A Carleton University study surveyed 1,500 people across six organizations and found some interesting data points regarding emails:

Employees are spending 33% of their time on email in the workplace.

When they work from home, they spend 50% reading and answering emails.

Moore says the most surprising thing the team learned is that responses drop-off significantly for emails that use language above about a sixth grade reading level, but emails that are too simple tend to be ignored as well. A 3rd grade reading level is optimal. He was also surprised that neutral emails tend to receive fewer responses than positive or negative emails. In short, being too negative is bad, but being slightly negative is better than being boring.

The probability of closing a sale increases dramatically when a salesperson is able to (a) reach the decision maker and (b) be able to set up a meeting.

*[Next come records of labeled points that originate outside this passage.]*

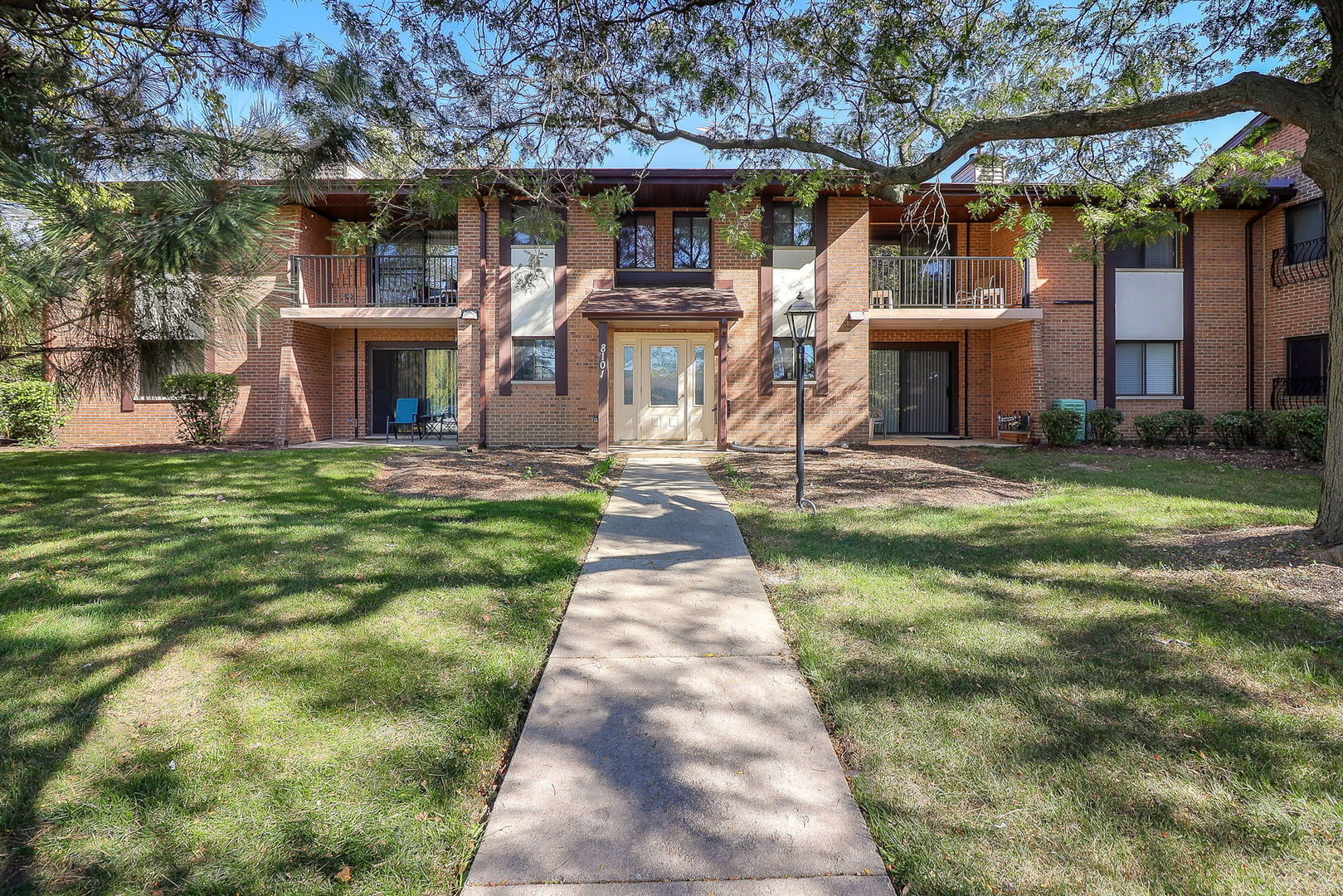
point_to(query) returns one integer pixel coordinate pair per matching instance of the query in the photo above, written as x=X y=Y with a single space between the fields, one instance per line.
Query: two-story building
x=927 y=324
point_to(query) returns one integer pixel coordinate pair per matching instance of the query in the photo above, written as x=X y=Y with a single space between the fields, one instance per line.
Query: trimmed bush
x=1188 y=423
x=1306 y=431
x=32 y=411
x=1060 y=426
x=1276 y=429
x=1237 y=429
x=1156 y=429
x=203 y=403
x=1104 y=422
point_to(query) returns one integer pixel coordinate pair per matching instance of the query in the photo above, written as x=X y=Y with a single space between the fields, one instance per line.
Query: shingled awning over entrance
x=662 y=303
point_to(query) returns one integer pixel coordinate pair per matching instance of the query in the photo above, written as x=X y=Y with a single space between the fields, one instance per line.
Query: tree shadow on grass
x=1093 y=722
x=277 y=574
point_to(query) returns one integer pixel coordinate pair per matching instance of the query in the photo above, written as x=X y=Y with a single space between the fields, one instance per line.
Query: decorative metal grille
x=1301 y=262
x=1297 y=391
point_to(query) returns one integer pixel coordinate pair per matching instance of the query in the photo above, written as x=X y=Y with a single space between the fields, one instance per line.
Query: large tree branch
x=1282 y=99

The study says, salespeople today spend anywhere from 30% to 50% on activities that have nothing to do with the actual act of selling (i.e., answering emails, meeting with clients, calling them up, doing demos, etc.).

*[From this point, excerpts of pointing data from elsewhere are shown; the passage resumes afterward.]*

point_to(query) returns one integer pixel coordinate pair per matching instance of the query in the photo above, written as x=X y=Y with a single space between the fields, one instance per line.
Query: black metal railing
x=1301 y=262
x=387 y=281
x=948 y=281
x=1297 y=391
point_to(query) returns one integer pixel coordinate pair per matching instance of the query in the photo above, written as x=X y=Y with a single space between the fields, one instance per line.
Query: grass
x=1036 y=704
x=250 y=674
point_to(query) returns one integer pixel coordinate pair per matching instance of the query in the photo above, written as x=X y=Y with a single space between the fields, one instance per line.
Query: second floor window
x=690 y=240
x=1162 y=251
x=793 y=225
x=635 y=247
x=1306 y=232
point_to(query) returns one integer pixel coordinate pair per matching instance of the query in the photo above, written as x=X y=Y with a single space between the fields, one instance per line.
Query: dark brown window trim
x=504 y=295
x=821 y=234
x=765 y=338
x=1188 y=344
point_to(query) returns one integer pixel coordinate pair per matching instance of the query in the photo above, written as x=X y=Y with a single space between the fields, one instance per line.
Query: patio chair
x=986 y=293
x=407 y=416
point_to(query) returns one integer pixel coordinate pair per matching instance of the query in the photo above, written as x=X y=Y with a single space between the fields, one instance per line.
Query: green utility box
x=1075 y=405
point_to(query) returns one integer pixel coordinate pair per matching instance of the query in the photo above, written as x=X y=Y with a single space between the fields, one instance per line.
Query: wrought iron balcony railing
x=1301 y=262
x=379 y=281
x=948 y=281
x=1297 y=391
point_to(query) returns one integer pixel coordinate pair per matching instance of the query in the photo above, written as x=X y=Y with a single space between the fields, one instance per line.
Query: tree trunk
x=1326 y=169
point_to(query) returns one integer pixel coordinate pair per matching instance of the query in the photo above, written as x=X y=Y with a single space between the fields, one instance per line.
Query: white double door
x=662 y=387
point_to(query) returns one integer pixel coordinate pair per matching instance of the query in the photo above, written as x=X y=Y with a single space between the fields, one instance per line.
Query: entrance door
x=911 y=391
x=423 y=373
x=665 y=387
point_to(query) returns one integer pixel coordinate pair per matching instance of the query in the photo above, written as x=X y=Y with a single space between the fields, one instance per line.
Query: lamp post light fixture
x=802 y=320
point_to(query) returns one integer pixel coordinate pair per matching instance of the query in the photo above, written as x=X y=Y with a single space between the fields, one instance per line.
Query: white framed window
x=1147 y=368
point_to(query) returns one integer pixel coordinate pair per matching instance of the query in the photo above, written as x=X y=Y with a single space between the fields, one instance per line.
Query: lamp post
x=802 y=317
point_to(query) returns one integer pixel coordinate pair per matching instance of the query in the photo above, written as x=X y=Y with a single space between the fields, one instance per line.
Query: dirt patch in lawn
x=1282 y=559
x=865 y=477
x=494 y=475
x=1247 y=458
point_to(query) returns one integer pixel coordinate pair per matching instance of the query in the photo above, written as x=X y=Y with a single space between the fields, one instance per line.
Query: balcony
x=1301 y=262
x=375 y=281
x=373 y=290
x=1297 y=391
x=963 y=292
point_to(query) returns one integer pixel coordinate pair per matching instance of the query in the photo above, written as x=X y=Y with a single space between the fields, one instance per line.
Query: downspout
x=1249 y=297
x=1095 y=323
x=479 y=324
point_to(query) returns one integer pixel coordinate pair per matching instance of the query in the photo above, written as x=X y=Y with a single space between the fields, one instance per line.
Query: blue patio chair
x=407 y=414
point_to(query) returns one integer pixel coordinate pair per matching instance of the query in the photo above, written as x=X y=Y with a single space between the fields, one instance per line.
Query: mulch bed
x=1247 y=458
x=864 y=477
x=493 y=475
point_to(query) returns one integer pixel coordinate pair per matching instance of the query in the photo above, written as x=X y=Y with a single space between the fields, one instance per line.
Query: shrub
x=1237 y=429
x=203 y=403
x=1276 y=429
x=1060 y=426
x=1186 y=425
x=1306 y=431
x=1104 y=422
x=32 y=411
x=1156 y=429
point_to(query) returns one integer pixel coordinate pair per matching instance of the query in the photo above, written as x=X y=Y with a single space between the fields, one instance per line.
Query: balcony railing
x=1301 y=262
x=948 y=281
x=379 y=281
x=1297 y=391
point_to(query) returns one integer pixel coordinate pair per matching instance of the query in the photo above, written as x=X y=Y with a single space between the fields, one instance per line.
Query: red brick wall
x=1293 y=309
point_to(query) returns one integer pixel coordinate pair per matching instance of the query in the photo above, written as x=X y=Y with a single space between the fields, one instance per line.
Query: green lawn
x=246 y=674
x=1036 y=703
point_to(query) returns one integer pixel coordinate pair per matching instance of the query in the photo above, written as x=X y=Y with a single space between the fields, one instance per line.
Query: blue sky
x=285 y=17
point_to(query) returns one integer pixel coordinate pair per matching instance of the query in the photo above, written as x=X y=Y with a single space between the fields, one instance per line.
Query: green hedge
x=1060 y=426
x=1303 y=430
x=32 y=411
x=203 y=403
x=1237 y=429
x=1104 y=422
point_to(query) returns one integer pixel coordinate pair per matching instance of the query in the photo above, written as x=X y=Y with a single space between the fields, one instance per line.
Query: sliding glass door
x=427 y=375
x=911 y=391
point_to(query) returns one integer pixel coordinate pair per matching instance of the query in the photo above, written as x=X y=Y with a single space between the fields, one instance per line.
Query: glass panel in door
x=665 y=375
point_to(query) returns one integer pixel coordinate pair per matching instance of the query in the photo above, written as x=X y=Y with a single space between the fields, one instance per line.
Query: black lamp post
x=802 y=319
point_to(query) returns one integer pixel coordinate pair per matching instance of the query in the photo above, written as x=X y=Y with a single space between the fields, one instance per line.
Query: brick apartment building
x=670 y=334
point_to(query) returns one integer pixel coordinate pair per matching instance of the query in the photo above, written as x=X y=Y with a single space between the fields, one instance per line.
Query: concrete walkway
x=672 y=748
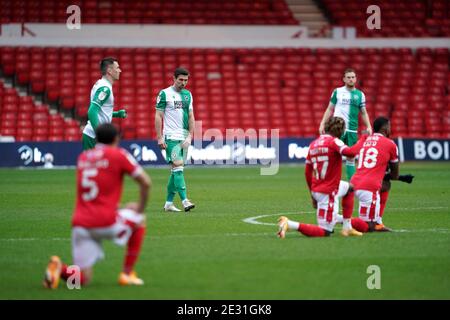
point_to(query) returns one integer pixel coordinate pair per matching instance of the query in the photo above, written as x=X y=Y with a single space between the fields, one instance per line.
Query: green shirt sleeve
x=101 y=96
x=363 y=100
x=93 y=114
x=333 y=98
x=161 y=101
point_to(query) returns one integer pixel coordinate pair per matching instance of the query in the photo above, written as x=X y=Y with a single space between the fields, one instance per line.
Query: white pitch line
x=254 y=220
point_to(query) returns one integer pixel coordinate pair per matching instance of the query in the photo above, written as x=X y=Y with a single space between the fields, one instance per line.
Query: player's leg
x=88 y=142
x=310 y=230
x=347 y=196
x=350 y=138
x=384 y=194
x=85 y=251
x=171 y=189
x=178 y=156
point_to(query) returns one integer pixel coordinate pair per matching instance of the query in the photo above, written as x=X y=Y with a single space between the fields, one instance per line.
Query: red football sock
x=311 y=230
x=133 y=249
x=360 y=225
x=383 y=199
x=347 y=205
x=65 y=274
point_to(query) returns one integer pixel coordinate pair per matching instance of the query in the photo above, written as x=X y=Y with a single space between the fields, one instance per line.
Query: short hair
x=335 y=126
x=105 y=63
x=106 y=133
x=348 y=70
x=180 y=72
x=380 y=123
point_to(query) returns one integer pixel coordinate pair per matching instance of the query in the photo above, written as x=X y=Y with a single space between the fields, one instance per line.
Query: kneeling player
x=323 y=172
x=377 y=152
x=100 y=174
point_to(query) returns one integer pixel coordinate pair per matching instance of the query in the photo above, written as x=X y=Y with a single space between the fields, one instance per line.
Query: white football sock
x=346 y=224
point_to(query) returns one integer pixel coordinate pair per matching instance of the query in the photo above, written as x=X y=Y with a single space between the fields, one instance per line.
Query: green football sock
x=170 y=189
x=350 y=169
x=180 y=185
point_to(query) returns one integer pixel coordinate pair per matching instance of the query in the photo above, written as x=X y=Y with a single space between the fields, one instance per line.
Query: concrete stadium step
x=309 y=15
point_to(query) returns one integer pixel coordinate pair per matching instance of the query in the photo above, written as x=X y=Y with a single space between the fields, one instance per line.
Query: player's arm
x=328 y=113
x=364 y=114
x=394 y=170
x=101 y=95
x=353 y=150
x=145 y=184
x=308 y=173
x=191 y=123
x=159 y=118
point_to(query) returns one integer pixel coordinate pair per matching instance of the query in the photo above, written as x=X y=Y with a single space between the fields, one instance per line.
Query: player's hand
x=322 y=128
x=314 y=202
x=132 y=206
x=161 y=144
x=406 y=178
x=187 y=142
x=122 y=113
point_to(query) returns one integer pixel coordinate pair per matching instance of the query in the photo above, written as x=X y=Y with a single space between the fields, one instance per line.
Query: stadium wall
x=190 y=36
x=32 y=154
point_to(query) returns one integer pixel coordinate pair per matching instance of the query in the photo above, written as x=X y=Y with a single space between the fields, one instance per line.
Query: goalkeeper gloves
x=120 y=114
x=406 y=178
x=187 y=142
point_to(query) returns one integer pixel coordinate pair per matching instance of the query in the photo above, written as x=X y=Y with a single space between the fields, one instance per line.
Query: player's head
x=110 y=67
x=349 y=77
x=180 y=78
x=335 y=126
x=107 y=133
x=382 y=125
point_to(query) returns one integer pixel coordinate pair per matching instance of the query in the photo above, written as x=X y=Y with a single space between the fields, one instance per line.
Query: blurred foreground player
x=323 y=173
x=96 y=217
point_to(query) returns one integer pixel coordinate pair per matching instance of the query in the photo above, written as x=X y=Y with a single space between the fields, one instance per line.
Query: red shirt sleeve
x=393 y=154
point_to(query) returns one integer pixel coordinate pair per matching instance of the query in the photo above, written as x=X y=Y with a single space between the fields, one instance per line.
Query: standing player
x=102 y=101
x=174 y=108
x=347 y=102
x=377 y=153
x=323 y=175
x=100 y=173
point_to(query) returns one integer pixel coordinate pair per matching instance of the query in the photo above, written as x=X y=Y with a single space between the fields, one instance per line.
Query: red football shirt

If AI can knock that number down by 20 or 30%, total sales and the company’s revenue will be significantly impacted. I have come across apps like Respondable or Phrasee to help in snoozing mail, subject checker, sentiment analysis and reading level checkers.

The mundane, time-consuming, but still necessary task of managing email communications will largely be relegated to the machine. The upshot is that the derived benefit of just this AI tool alone is huge!

Email marketing, not just sales, will go through an AI transformation. These applications can also be used to construct newsletters, press releases, annual reports, and so on. The future of Language Processing, Predictive Analysis, and Sentiment Analysis are already converging.